Whoever designed Docker and containers clearly wasn’t responsible for InfoSec – a rant

Not just recently I’ve been trying to get a grasp of all the containerization hype and try to identify possible effects on the ways I see to do certain things. I’m reluctant to use the word “operations” here because I’m not really much of an “operations guy” in the sense of actually having ongoing responsibility for a significant number of machines, doing monitoring, getting woken up by a pager etc. I do however have enough administration experience on a small scale to be able to tell which ideas could work and which ideas clearly won’t, at least in the near time. I’m not going to draw the dividing line between “ops” and “devs” here once again, that topic has been bashed about enough for a long time.

Thinking about containerization there are some questions that come up in my mind that demand for answers, paired with the surprised observation that many others seem not to have identified these questions as important enough to be considered. These are questions about single fields such as building and running but also about the larger picture of a combined workflow.
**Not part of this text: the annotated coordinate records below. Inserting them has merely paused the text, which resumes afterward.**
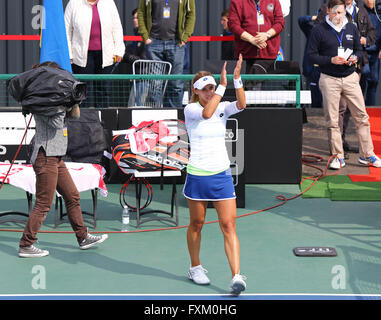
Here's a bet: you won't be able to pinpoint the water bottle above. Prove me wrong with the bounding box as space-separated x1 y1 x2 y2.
122 206 130 231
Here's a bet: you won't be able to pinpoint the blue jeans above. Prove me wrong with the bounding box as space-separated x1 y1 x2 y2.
72 51 114 108
360 51 380 106
146 39 185 108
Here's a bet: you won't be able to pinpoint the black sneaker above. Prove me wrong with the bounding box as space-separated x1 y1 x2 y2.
79 233 108 250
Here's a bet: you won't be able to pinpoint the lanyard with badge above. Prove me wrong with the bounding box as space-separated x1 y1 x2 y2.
331 27 345 57
163 0 171 19
257 0 265 26
347 4 357 27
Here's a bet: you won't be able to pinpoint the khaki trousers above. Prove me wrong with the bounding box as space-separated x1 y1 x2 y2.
20 148 87 247
319 72 374 158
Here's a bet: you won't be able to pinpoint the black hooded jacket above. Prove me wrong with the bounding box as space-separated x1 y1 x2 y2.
8 66 86 116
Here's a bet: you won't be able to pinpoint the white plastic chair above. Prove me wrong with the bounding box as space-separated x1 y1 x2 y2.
132 60 172 108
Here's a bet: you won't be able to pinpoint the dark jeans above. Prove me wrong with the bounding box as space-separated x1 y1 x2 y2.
72 51 113 108
360 51 380 106
20 148 87 247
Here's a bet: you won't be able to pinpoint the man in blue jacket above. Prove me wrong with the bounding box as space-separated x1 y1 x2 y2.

One of these questions is the one of updates. Remember the dark ages before Linux distributions became popular, when we grabbed and compiled software ourselves? Back then the main reasons were that you actually had to go collect all that software over slow links and what not, get the dependencies right and compilation literally took days.

Nowadays it seems en vogue to bash on distributions ([1], [2], [3]). Some distributions (eg. Debian) are said to ship “outdated” software only and addressing different distributions and their differences has become that much of a pain apparently that solutions such as FPM and Omnibus turned up, allowing them to just do the job themselves and ship what used to be system components such as OpenSSL.

Containers are not a direct children of this movement but they unquestionably bear some of the same implications. Containers as seen with Docker et al. basically reflect compiled executables: there is a source (the Dockerfile) and a generated binary (the container image) that can not be regenerated without the source. Meaning that without access to that source, the container image can not be rebuilt.

Now if I were an Ops guy, I would not sweat that much when another OpenSSL update is being released. After all, deploying updates would be part of my daily job. I would sweat if I were responsible for minimizing the attack surface in my company and see that a particular vulnerability is fixed. In the past, responsibilities were clearly divided in that the Ops guys took care of the base distribution and apply security fixes. Yes, always assuming that this would not break the application which, in my naiveness, I assume to hold true for most security fixes (otherwise kick your local $DISTRO account manager).

Nowadays I can’t rebuild the container to include the security fix unless I get access to the Dockerfile. Yes, I could generate a new image based on that image but that sort of defeats one of the core ideas of the containerization movement, rebuilding container images instead of granting them a maintenance lifecycle of their own (“cattle, not pets”).

And the problem actually gets more complex than with the “One big fat RPM to rule them all” concept because containers can build upon other containers. So if I rebuild my base container image, I have to deduce what others containers depend on that base image and rebuild them as well.

You would think that there were a possibility to get the dependencies of your local container images nicely laid out. Well, there was: docker images viz, but guess what? That was considered deprecated and removed in newer Docker versions. Nowadays you’d have to run a special container image to get what could be considered essential management functionality. Yay for Docker!

So eventually it turns out (and yes, I know many of you already knew that) that Docker by itself at least is fine for development. But not for real-world production scenarios. And no, CoreOS, Mesos, Kubernetes et al. won’t help me here either. All I’m trying is to solve the “how to keep my containers up-to-date” Problem on a single node!